De viaje con Gardel (3)
16 Sep 2017
La cita era en el “Café San Bernardo”, local peculiar, abierto veinticuatro horas al día, siete días a la semana, donde el tiempo parece haberse parado, bajo la vigilancia de la mirada de Carlos Gardel, quien observa desde su retrato todo lo que sucede a lo largo de las diez mesas de pool (billar) y seis de ping-pong, de su barra, sus sillas y taburetes, sobre su suelo totalmente cubierto de cáscaras de maní, donde la edad de la gente que lo ocupa va disminuyendo según te adentras en él, más veteranos a la entrada y más noveles al fondo.
La mirada de Gardel, vigilante desde su retrato, observa todo lo que sucede a los largo de las diez mesas de billar, y seis de ping-pong, del «Café San Bernardo».
¡Y pensar que hace diez años fue mi locura!,
¡Que llegué hasta la traición por su hermosura!
Que esto que hoy es un cascajo fue la dulce metedura
donde yo perdí el honor,
que chiflar por su belleza,
le quité el pan a la vieja,
me hice ruín y pecador.
Que quedé sin un amigo,
que viví de mala fé,
que me tuvo de rodillas,
sin moral, hecho un mendigo,
cuando se fue.
¡“Che”, diamante!, te presento a mi amigo “gallego”, crítico teatral en Madrid, además de aficionado, ya le dije que nadie como “vos” podía servirle para moverse por los teatros de “La Trinidad” (nombre de la ciudad en su acta fundacional en el siglo XVI).

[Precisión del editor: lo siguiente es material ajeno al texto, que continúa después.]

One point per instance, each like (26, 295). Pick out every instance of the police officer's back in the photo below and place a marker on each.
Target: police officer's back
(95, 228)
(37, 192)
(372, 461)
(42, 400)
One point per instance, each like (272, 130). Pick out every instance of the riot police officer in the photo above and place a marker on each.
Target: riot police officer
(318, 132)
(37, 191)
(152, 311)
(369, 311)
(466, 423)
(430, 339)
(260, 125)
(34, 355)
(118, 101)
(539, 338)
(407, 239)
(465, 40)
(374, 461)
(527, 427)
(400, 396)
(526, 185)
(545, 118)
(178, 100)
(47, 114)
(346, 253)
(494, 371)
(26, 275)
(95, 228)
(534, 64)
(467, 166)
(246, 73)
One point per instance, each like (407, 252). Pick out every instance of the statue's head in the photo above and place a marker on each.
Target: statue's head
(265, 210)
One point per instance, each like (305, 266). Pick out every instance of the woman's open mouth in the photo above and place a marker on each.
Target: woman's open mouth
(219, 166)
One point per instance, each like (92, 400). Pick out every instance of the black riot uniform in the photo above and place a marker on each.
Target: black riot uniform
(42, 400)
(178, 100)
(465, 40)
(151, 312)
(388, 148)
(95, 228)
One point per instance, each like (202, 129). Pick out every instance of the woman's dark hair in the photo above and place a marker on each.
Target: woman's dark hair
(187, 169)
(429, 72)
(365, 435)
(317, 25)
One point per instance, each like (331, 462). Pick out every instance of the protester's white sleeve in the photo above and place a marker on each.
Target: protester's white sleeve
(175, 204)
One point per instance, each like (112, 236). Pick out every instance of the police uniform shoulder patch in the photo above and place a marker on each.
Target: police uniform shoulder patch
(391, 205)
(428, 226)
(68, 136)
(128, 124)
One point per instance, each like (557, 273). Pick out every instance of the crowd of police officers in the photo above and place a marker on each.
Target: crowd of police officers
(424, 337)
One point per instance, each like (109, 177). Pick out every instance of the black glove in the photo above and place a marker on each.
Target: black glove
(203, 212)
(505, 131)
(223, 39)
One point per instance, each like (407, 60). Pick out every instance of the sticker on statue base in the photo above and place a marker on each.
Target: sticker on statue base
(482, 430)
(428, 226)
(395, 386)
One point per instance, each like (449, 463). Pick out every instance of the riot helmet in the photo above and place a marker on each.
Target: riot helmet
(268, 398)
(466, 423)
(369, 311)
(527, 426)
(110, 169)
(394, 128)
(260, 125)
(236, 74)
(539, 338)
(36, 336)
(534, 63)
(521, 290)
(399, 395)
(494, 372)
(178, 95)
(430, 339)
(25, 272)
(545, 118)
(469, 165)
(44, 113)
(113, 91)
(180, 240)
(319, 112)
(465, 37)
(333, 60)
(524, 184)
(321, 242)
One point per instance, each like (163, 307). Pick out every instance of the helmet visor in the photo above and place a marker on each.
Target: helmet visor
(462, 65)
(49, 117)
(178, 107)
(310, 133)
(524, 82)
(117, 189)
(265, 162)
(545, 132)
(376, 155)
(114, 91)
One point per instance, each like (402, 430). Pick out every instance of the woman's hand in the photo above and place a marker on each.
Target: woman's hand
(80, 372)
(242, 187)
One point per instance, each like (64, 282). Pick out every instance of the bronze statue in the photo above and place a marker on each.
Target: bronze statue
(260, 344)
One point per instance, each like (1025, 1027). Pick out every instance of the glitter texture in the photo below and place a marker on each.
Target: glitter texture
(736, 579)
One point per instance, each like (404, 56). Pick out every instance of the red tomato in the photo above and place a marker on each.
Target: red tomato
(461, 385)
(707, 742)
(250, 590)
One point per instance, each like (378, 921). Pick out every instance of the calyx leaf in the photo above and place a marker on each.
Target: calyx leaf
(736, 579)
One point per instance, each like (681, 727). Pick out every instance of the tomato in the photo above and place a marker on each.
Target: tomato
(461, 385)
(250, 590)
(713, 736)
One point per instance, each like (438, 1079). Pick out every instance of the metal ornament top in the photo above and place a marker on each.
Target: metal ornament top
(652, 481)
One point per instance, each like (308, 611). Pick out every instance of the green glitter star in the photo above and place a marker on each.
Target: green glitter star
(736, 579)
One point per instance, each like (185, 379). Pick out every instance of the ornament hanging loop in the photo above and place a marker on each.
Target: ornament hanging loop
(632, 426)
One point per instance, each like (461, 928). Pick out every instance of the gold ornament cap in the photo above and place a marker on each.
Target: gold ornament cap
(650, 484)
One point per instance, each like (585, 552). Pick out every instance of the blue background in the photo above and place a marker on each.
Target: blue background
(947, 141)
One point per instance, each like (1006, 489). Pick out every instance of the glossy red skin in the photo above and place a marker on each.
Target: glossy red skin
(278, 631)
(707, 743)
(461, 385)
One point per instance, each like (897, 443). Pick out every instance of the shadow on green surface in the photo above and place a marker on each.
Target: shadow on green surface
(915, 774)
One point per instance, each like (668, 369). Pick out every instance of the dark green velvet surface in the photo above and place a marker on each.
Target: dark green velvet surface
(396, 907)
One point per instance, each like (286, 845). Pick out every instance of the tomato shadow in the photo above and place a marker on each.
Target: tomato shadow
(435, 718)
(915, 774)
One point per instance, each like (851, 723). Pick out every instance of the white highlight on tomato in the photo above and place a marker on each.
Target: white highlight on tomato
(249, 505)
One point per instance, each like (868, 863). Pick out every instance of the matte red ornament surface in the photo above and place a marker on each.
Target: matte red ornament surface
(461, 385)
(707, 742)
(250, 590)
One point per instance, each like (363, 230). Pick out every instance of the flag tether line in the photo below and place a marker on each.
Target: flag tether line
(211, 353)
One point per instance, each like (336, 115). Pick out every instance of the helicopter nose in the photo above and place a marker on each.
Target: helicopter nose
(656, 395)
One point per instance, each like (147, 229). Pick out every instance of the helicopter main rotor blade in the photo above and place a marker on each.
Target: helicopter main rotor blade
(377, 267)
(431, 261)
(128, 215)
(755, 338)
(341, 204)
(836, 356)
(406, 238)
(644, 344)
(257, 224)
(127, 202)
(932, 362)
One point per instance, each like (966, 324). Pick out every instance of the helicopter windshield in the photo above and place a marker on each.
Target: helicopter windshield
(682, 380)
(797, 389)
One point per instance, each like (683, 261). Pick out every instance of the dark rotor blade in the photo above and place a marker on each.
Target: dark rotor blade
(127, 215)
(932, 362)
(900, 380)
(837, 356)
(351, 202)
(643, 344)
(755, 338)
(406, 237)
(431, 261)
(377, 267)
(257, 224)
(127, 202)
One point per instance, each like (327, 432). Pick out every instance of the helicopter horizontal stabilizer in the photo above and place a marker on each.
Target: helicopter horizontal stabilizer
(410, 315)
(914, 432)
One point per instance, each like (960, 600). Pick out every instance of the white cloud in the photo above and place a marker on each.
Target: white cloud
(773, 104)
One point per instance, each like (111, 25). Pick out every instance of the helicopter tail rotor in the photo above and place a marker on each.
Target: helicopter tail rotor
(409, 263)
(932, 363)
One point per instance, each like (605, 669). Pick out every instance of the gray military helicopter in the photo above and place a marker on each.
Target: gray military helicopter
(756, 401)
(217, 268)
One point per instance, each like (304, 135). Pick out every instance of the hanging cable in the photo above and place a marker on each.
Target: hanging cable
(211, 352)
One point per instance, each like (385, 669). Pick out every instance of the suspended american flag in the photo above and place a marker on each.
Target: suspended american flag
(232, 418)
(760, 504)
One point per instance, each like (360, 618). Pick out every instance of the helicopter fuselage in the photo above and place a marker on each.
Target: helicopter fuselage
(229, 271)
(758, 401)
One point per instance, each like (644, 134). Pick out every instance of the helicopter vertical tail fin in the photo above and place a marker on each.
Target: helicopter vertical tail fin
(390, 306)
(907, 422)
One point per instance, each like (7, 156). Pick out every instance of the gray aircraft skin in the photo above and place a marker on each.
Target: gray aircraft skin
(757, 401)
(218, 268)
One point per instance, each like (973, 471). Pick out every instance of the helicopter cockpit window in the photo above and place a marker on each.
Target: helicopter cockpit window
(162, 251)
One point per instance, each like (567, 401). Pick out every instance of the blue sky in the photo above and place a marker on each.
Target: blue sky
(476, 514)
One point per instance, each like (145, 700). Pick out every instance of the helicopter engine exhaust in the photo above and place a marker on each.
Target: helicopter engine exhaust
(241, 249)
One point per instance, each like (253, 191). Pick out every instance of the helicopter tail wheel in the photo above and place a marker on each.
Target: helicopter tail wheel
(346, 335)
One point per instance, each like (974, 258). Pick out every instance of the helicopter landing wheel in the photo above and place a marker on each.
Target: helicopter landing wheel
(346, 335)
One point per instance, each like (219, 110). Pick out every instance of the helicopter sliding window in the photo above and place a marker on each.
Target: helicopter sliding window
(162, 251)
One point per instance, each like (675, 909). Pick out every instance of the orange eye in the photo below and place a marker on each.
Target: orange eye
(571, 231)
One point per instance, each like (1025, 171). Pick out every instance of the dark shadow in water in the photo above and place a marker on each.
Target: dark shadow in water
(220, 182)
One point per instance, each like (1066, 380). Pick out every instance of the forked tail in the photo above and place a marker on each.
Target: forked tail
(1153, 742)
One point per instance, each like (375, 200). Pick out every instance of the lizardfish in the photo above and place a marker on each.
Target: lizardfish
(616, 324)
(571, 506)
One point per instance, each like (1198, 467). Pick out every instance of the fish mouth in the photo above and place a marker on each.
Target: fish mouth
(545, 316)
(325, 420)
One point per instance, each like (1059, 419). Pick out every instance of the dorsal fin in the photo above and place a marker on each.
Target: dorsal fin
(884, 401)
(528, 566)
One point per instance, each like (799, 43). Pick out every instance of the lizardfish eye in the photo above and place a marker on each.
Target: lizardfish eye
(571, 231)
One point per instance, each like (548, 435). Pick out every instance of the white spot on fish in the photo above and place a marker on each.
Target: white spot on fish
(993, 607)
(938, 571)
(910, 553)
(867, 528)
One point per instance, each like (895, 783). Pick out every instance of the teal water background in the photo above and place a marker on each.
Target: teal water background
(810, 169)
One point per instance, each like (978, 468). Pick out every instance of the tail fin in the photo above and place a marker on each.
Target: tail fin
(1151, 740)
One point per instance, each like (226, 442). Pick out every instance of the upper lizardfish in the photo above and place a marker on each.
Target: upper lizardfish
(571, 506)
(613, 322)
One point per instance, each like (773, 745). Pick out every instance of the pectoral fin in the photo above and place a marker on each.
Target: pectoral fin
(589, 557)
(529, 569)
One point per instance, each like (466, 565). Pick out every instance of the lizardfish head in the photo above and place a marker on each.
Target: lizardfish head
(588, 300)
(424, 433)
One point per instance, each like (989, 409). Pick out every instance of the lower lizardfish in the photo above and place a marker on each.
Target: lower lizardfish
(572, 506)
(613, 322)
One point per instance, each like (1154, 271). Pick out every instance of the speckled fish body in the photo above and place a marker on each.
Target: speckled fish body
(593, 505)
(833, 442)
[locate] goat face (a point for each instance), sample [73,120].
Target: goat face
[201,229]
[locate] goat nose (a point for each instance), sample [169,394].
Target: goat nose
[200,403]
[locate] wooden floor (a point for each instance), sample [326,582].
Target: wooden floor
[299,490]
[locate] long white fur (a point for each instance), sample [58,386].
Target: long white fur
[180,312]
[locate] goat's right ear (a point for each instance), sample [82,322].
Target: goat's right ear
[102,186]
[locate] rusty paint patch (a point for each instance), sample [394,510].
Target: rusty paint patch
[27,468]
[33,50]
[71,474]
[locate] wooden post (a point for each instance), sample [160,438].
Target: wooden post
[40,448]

Frente a mí tenía a «El diamante rubio».
Mi mirada hizo presa en aquel hombrecillo, que parecía acabar de salir de una película de los años 50’s del siglo XX, el cual me acababa de ser presentado como “El diamante rubio”, e inevitablemente mi atención se concentró en sus gafas, sin cristales, solo con montura, que generó que él se las quitase, sacase un pañuelo del bolsillo trasero de su pantalón y empezara hacer como que limpiaba los cristales. Opté por evitar su pequeña trampa y repasar su peculiar indumentaria: traje claro, color beige, botonadura cruzada, zapatos topolino, corbatín a rayas diagonales, nudo estrecho, camisa blanca y voluptuoso pañuelo de seda en el bolsillo exterior de la americana, pero lo más evidente, y pesado, era algo que no se veía: un perfume difícilmente descriptible, a través del cual podría reconocerlo en cualquier lugar, aún sin verlo.
Sin más preámbulos le solté, a bocajarro, la pregunta por la que había llegado hasta él: ¿conoces a Lita Fuentes?.